Endlich wird die Krise des Landes in der Öffentlichkeit diskutiert

Zunehmende Arbeitslosigkeit, hohe Lohnnebenkosten, steigende Insolvenzen, Alarmmeldungen
aus den Bereichen Bildung und Rentensystem – Wirtschaft und Gesellschaft in Deutschland
scheinen sich auf Talfahrt zu befinden. Jenseits aller Katastrophenrhetorik steht es schlecht um
das Land, ist seine Lage zweifellos bitterernst. Die Zahl der Publikationen, die sich mit der ökonomischen
Strukturkrise und dem gesellschaftlichen Abstieg befassen, nimmt ständig zu.
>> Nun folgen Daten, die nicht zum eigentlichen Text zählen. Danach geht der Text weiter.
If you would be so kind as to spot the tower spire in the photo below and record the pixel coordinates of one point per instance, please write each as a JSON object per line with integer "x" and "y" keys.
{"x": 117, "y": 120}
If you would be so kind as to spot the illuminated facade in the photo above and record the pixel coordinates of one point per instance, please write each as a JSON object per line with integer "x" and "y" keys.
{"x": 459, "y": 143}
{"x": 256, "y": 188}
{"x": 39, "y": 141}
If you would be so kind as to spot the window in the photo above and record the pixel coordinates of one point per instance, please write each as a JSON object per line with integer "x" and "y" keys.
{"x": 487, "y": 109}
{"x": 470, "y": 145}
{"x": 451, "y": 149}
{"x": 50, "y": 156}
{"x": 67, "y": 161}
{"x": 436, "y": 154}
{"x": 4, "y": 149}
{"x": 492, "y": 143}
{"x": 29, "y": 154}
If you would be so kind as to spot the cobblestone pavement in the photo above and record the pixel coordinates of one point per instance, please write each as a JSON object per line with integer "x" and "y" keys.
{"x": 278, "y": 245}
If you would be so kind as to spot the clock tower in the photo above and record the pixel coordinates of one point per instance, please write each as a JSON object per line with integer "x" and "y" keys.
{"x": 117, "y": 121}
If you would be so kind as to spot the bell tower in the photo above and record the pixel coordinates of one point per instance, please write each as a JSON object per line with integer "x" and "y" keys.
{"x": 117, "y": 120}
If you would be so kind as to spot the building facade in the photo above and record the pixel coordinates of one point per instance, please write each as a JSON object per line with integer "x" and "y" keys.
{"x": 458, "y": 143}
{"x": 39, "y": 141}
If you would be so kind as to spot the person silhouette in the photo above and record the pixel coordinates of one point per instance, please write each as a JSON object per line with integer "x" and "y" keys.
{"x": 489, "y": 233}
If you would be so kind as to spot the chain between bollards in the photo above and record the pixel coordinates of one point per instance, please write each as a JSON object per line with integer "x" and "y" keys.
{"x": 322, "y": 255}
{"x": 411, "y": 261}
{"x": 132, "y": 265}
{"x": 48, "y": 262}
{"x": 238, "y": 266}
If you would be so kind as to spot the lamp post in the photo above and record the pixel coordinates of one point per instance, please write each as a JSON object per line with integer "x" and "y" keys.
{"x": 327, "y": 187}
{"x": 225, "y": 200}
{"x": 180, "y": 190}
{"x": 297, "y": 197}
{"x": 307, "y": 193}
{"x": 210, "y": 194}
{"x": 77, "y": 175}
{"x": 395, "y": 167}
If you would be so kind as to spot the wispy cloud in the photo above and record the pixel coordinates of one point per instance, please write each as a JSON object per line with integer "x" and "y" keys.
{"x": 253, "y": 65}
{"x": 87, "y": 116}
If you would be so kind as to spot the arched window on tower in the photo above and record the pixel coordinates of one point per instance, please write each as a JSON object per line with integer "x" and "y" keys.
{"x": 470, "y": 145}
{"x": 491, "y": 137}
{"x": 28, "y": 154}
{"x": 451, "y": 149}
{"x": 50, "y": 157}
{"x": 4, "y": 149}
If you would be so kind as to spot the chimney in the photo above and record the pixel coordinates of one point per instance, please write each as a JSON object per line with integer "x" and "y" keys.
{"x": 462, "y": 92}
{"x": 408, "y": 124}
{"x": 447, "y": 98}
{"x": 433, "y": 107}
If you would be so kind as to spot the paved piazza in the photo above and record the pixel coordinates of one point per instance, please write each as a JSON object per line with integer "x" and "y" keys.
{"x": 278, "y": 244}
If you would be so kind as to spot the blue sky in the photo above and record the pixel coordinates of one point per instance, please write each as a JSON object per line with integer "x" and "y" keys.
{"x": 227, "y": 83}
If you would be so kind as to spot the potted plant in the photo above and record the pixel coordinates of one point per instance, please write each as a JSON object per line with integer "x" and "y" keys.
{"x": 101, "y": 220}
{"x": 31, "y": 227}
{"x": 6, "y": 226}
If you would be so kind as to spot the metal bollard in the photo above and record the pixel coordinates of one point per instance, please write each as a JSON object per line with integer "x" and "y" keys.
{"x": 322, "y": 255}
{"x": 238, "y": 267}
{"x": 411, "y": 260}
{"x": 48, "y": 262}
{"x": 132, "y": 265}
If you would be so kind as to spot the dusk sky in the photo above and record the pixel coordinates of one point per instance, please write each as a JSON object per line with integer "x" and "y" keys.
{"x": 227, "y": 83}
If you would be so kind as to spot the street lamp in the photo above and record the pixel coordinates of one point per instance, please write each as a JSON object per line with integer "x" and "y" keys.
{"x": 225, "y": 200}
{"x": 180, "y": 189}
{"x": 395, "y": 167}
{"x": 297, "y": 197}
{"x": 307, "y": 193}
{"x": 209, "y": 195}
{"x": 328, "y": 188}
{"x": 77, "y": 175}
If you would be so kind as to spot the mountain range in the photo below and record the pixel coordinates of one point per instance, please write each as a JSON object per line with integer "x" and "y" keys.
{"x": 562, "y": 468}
Jürgen
Turek stellt fünf Neuerscheinungen vor, die aus unterschiedlicher Perspektive den Ursachen der
Krise nachspüren und nach den Chancen für einen Neuanfang fragen.
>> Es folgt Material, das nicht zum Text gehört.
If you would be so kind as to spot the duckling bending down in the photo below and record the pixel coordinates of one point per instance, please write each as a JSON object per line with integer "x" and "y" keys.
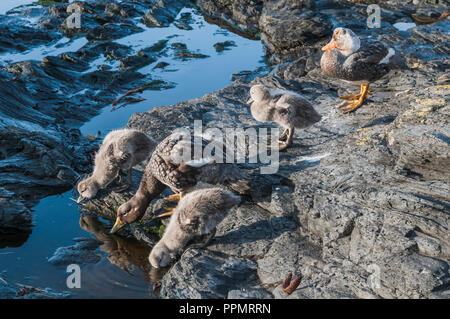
{"x": 198, "y": 213}
{"x": 284, "y": 108}
{"x": 348, "y": 58}
{"x": 168, "y": 167}
{"x": 121, "y": 149}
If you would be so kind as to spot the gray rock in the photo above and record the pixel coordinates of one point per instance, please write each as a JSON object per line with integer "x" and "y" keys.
{"x": 211, "y": 275}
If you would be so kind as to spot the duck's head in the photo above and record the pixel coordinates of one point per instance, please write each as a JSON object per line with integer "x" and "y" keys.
{"x": 344, "y": 40}
{"x": 128, "y": 213}
{"x": 160, "y": 255}
{"x": 258, "y": 93}
{"x": 87, "y": 189}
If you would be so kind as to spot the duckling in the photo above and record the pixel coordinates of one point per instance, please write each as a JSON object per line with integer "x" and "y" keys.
{"x": 198, "y": 213}
{"x": 167, "y": 168}
{"x": 121, "y": 149}
{"x": 285, "y": 108}
{"x": 361, "y": 63}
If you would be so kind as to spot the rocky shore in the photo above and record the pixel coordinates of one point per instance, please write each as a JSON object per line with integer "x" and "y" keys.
{"x": 359, "y": 206}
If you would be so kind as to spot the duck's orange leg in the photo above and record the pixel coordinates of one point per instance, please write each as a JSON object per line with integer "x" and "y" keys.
{"x": 354, "y": 96}
{"x": 353, "y": 105}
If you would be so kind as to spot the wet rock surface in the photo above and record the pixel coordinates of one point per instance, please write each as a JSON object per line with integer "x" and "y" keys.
{"x": 43, "y": 102}
{"x": 359, "y": 205}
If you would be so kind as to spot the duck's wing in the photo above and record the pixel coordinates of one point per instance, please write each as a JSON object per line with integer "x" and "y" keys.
{"x": 297, "y": 110}
{"x": 174, "y": 162}
{"x": 200, "y": 211}
{"x": 369, "y": 63}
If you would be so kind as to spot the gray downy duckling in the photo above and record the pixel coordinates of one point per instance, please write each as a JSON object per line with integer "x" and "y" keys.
{"x": 285, "y": 108}
{"x": 198, "y": 213}
{"x": 167, "y": 169}
{"x": 121, "y": 149}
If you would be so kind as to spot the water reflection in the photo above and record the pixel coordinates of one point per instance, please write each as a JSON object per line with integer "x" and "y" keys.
{"x": 13, "y": 240}
{"x": 127, "y": 254}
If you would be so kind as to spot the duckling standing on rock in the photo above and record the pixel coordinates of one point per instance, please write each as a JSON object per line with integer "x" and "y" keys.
{"x": 362, "y": 63}
{"x": 198, "y": 213}
{"x": 167, "y": 168}
{"x": 121, "y": 149}
{"x": 285, "y": 108}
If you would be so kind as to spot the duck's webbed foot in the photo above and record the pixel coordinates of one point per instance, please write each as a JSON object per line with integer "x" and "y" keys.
{"x": 284, "y": 135}
{"x": 289, "y": 135}
{"x": 354, "y": 104}
{"x": 124, "y": 186}
{"x": 173, "y": 197}
{"x": 354, "y": 97}
{"x": 169, "y": 212}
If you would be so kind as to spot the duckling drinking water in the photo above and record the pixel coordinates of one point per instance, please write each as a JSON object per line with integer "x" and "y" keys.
{"x": 284, "y": 108}
{"x": 121, "y": 149}
{"x": 197, "y": 213}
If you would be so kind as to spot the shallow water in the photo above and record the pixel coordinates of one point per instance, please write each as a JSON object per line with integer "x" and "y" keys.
{"x": 6, "y": 5}
{"x": 123, "y": 270}
{"x": 193, "y": 78}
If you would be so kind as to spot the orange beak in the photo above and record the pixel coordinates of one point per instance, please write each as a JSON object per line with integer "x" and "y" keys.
{"x": 329, "y": 46}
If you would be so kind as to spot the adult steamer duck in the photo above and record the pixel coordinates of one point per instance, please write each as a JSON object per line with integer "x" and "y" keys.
{"x": 361, "y": 62}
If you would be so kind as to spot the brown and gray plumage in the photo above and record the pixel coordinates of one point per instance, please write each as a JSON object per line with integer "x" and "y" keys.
{"x": 198, "y": 213}
{"x": 285, "y": 108}
{"x": 174, "y": 164}
{"x": 121, "y": 149}
{"x": 348, "y": 58}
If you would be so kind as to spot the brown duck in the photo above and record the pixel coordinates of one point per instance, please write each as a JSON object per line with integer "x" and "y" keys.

Die Fakten: Die Arbeitslosigkeit in Deutschland liegt bei
4,5 Millionen, die stille Reserve eingerechnet eher bei
fünf bis sechs Millionen; Tendenz: beharrlich. Die
Schwarzarbeit hat mit circa 17 Prozent des
Bruttoinlandsprodukts den höchsten Stand seit dem Bestehen
der Bundesrepublik erreicht; Tendenz: steigend. Die
Lohnnebenkosten auf hohem Niveau; Tendenz: beharrlich.
Börsengänge deutscher Unternehmen
rückläufig; Tendenz: gegen Null. Die Zahl der
Insolvenzen stieg im Jahr 2002 um zehn Prozent, was wohl nicht
nur auf den Bereinigungseffekt der neuen Insolvenzordnung
zurückzuführen ist; Tendenz: verhalten.

So könnte man weiter aufzählen, und man
könnte zusätzliche Zahlen anführen und dies mit
Daten aus den Bereichen Bildung und Rentensystem kombinieren.
Dies tut inzwischen eine steigende Zahl deutscher Publizisten
und Experten. Angesichts der Misere kann man wenigstens sagen:
Deutschlands Krise ist nun endgültig in den Köpfen
angekommen. Auch wenn etwa Eckhard Fuhr kürzlich nebenbei
meinte, dass man einen
„Radikalitätskonformismus“ der deutschen
Reformdebatte monieren müsse, so ist die Lage jenseits
mancher gallig gefärbten Katastrophenrhetorik zweifelsohne
bitterernst. Dieser Erkenntnis kann man sich angesichts der
Talfahrten in Wirtschaft und Gesellschaft wahrlich nicht
verschließen, und deshalb weisen in zunehmendem
Maße auch viele ernst zu nehmende Stimmen zu Recht darauf
hin. Seitdem Meinhard Miegel seinen Bestseller über die
deformierte Gesellschaft der deutschen politischen Kaste um die
Ohren gehauen hat, mehren sich die Publikationen über den
Patienten Deutschland. Jetzt legt mit einer ebenfalls
gnadenlosen, aber mindestens ebenso klugen wie kenntnisreichen
Analyse der Spiegel-Redakteur Garbor Steingart nach.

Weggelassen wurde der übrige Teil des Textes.